Airline 'disregarded safety' prior to Phuket crash
- Published
A budget airline that operated a plane which crashed in Thailand leaving 90 people dead "exhibited a flagrant disregard for passenger safety", a coroner has said.
The coroner, sitting in Lincoln, criticised the firm One-Two-Go, and its parent company Orient Thai Airlines.
He recorded a narrative verdict into the deaths of people from south Wales, Gainsborough, Scunthorpe and Bristol.
The plane skidded at Phuket airport in September 2007.
The two-day inquest in Lincoln has heard how the plane skidded on the runway and burst into flames as it landed during terrible weather conditions on 16 September 2007.
Bethan Jones, 22, from Porth in the Rhondda survived the crash but died in a Bangkok specialist burns unit 11 days later. Her boyfriend, 22-year-old Alex Collins, from Maesteg near Bridgend, died at the scene.
The couple had only just begun their six-month trip of a lifetime.
Susan Howell, 27, and her partner Stephen Saunby, 41, from Gainsborough, Lincolnshire, who were due to get married in Thailand, also died at the airport along with their friends Neil Slater, 43, and his 31-year-old wife Helen Slater, from Scunthorpe, Lincolnshire.
The other two British victims were married couple Anthony Weston, 68, and 64-year Judith, from Bristol, who were planning a move to Australia.
'No adequate training'
Coroner Stuart Fisher said pilot error was partly to blame for the crash.
But he added this had to be understood in the context of a corporate culture which encouraged the crew to work well beyond their safe flying hours and failed to provide them with adequate training.

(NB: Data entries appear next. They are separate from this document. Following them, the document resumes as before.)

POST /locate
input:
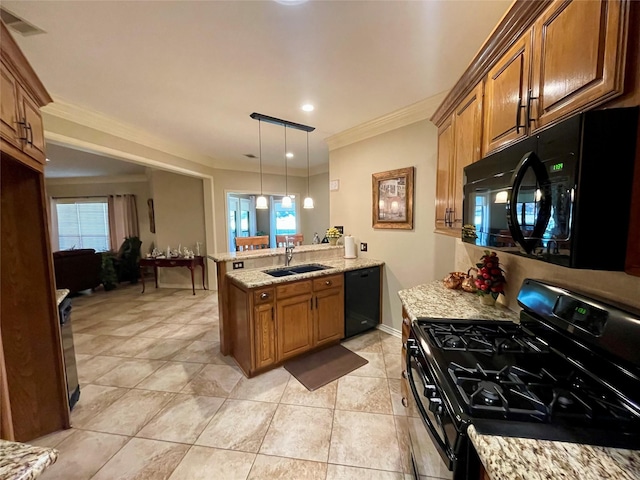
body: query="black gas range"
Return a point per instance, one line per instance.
(569, 371)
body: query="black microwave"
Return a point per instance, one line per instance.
(562, 196)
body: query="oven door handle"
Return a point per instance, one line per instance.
(423, 413)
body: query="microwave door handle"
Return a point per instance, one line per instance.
(530, 159)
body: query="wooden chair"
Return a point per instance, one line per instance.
(296, 239)
(251, 243)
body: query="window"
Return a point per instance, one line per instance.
(82, 223)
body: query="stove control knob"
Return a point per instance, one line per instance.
(435, 405)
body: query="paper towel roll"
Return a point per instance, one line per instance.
(349, 247)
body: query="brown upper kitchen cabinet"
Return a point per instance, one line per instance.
(506, 94)
(459, 145)
(578, 57)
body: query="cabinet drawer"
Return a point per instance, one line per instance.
(263, 295)
(294, 288)
(330, 281)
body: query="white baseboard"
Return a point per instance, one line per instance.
(390, 330)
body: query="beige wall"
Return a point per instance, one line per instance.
(179, 218)
(95, 186)
(226, 181)
(411, 257)
(616, 286)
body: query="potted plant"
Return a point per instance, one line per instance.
(490, 279)
(333, 234)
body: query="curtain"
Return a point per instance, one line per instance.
(123, 219)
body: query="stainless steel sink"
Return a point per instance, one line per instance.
(295, 270)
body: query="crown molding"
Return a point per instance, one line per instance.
(91, 180)
(416, 112)
(65, 110)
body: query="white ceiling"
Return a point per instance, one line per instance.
(192, 72)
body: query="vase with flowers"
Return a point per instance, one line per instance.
(333, 234)
(490, 279)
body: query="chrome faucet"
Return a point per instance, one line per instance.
(288, 251)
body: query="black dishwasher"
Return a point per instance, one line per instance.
(73, 386)
(361, 300)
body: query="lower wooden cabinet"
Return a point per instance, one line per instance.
(273, 324)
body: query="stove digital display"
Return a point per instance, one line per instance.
(582, 315)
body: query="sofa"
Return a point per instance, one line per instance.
(77, 269)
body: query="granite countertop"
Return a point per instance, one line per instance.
(269, 252)
(257, 278)
(61, 293)
(437, 301)
(19, 461)
(507, 458)
(513, 458)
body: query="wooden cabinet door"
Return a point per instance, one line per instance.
(329, 315)
(505, 96)
(578, 58)
(264, 335)
(467, 140)
(10, 130)
(34, 146)
(445, 162)
(294, 325)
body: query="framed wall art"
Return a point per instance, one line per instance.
(392, 193)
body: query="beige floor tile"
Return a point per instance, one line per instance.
(395, 388)
(52, 439)
(95, 367)
(297, 394)
(342, 472)
(163, 349)
(97, 345)
(393, 365)
(171, 377)
(183, 419)
(278, 468)
(143, 459)
(299, 432)
(82, 454)
(238, 425)
(214, 380)
(380, 451)
(200, 462)
(129, 372)
(365, 342)
(390, 343)
(93, 399)
(364, 395)
(160, 330)
(375, 367)
(130, 347)
(203, 352)
(267, 387)
(130, 413)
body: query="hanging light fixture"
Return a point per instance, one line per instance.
(261, 201)
(286, 200)
(308, 201)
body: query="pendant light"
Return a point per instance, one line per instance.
(308, 201)
(261, 201)
(286, 200)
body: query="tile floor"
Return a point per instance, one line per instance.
(159, 401)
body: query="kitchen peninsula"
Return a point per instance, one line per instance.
(254, 303)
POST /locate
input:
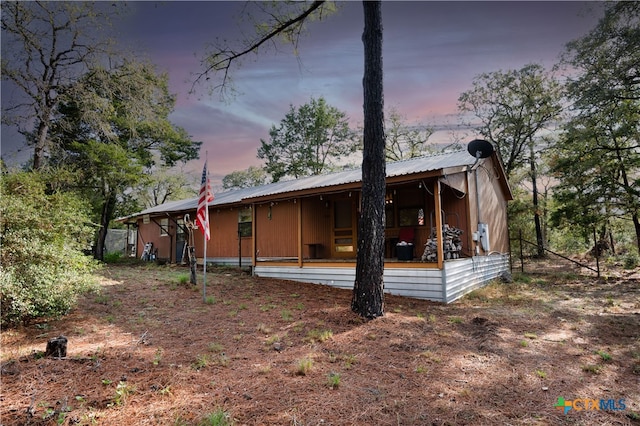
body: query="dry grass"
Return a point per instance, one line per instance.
(148, 350)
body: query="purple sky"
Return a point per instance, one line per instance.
(431, 52)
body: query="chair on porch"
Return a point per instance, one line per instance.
(407, 235)
(404, 248)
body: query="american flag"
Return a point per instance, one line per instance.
(204, 198)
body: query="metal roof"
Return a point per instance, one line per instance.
(398, 168)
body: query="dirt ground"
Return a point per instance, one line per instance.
(150, 350)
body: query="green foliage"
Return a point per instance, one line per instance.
(333, 380)
(217, 418)
(309, 140)
(631, 260)
(253, 176)
(403, 141)
(112, 257)
(44, 233)
(513, 106)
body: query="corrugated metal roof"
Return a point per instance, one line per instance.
(398, 168)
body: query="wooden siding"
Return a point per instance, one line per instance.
(409, 282)
(223, 224)
(150, 233)
(316, 227)
(465, 275)
(493, 207)
(277, 229)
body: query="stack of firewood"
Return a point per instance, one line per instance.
(452, 244)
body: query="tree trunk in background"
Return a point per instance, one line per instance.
(368, 290)
(107, 212)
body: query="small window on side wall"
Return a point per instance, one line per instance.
(164, 227)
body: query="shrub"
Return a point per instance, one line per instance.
(112, 257)
(43, 235)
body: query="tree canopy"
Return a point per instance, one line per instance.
(111, 128)
(47, 46)
(308, 141)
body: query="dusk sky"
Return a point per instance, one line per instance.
(431, 53)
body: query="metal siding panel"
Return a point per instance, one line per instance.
(416, 283)
(464, 276)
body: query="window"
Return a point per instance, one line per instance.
(164, 227)
(245, 220)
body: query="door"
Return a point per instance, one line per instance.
(181, 241)
(343, 241)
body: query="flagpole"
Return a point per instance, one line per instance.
(206, 212)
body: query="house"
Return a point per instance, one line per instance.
(306, 229)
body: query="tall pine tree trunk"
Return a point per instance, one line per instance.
(536, 206)
(368, 290)
(106, 214)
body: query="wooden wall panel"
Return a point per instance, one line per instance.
(316, 226)
(277, 229)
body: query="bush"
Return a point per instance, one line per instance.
(43, 235)
(112, 257)
(631, 259)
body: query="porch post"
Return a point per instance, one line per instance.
(254, 227)
(299, 212)
(438, 207)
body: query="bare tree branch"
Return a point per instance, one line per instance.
(223, 59)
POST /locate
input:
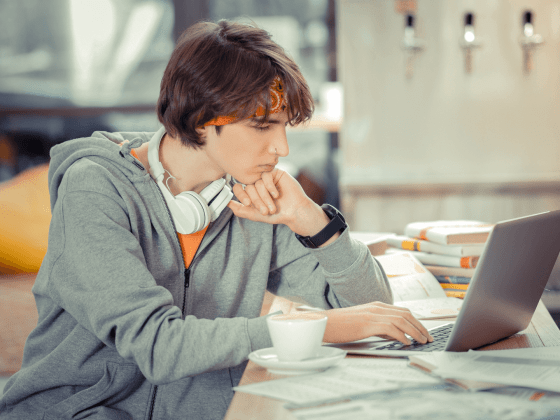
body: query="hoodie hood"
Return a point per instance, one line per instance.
(101, 146)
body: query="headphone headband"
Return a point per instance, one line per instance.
(190, 211)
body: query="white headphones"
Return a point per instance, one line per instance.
(191, 212)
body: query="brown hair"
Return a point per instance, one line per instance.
(226, 68)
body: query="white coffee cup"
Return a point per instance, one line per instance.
(296, 339)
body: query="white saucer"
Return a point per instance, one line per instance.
(328, 356)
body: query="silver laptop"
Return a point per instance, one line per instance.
(504, 292)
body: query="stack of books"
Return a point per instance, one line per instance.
(449, 249)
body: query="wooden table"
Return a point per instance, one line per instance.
(542, 332)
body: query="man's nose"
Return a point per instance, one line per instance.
(280, 145)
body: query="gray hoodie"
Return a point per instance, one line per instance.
(124, 330)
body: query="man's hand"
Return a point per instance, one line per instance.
(377, 318)
(278, 198)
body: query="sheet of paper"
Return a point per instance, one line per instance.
(427, 404)
(408, 278)
(529, 394)
(433, 308)
(334, 384)
(535, 368)
(396, 370)
(399, 264)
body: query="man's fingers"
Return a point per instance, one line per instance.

He said: "It is my understanding, given the evidence that I've heard, that the airline company One-Two-Go exhibited a flagrant disregard for passenger safety."
The coroner said: "The primary failure, as far as I'm concerned, relates to the corporate culture which prevailed both prior to and following the air crash.
"It seems to me that all airlines should place passenger safety as a matter of the highest priority.
"Clearly, this was not the case with One-Two-Go airlines."
Procedures breached
Mr Fisher said he did not have the power to force the chief executives of the firms to appear at the hearing, at the Lincoln Cathedral Centre, which he said was a shame.
The coroner heard how an investigation showed the two pilots breached standard operating procedures in six areas as they attempted to land.
At the very last moment of the landing approach the co-pilot - who was flying the plane - decided to "go around" again and transferred the controls to the captain.
But, the inquest heard, he failed to engage the "Take Off Go Around" switch.
This meant that when he took his hand off the throttle the automatic system took over and returned the engines to their landing mode and the plane lost the power it needed to climb.
Mr Fisher said the failure to engage this switch was a critical factor.